Scientists from the University of Utah have created a sensitive prototype card-swipe device that could be used to test microscopic blood, saliva or urine samples loaded in a card, for dozens or even hundreds of diseases simultaneously, using giant magnetoresistance, or GMR technology.
Magnetoresistance is the change in a material’s resistance to electrical current where an external magnetic field is applied to the material. That change is not usually more than one per cent. But some multilayer materials display a change in resistance of as much as 80 per cent. This is giant magnetoresistance.
The prototype reader has four GMR devices: two sensors to detect changes to the magnetic fields of the sample spots, and two ‘reference elements’ to distinguish how magnetic measurements were affected by temperature changes as opposed to the presence of disease indicators in medical samples.
The prototype does not yet resemble a credit card reader device, instead it is currently around the size of a PC, and is being used to ‘read’ samples placed on pyrex glass sample sticks about three-quarters of an inch long, and one-eigth of an inch wide.

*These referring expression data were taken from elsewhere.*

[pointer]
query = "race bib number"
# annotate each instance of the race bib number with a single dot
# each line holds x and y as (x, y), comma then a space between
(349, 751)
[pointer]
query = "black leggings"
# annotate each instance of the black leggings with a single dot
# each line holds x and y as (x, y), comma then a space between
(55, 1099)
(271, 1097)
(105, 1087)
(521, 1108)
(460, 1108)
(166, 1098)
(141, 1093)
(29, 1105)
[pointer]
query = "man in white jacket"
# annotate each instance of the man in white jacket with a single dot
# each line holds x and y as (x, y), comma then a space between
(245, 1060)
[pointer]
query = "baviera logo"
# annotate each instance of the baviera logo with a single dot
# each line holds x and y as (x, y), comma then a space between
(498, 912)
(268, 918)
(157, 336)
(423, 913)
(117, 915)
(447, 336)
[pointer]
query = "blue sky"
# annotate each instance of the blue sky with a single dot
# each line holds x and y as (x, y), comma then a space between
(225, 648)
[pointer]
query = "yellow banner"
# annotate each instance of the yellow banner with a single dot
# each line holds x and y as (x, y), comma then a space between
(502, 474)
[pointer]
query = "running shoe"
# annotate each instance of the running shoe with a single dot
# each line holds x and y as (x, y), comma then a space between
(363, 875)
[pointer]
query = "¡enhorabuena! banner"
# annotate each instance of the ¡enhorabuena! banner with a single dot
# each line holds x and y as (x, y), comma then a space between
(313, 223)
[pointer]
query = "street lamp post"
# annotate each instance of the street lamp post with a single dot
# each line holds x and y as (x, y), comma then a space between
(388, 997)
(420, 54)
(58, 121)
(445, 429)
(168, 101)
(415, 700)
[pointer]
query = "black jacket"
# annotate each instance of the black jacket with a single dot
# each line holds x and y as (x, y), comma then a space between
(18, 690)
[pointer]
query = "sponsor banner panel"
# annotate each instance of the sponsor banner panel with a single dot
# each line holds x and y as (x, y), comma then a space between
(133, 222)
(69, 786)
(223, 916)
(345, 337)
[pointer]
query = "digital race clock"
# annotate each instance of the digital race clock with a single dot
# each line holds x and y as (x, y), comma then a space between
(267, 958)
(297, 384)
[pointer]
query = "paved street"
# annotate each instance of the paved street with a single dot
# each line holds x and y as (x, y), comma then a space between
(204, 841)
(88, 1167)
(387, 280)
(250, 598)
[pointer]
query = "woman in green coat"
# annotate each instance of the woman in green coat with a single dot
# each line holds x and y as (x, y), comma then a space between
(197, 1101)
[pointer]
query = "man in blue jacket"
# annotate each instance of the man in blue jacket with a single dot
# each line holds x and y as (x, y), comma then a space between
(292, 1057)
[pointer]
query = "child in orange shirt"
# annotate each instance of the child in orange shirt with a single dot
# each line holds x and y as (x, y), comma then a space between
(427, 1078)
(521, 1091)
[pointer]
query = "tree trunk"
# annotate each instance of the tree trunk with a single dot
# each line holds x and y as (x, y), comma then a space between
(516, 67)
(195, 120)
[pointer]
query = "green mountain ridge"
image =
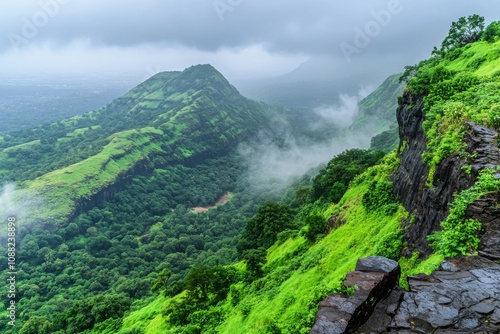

However, once developed commercially, the creators are hopeful the design will be refined to look like a credit card reader.
Research co-author Michael Granger, explained: “You can envision this as a wellness check in which a patient sample – blood, urine, saliva – is spotted on a sample stick or card, scanned, and then the readout indicates your state of well-being.”
Unlike lab tests today, results could be available in minutes not hours to weeks.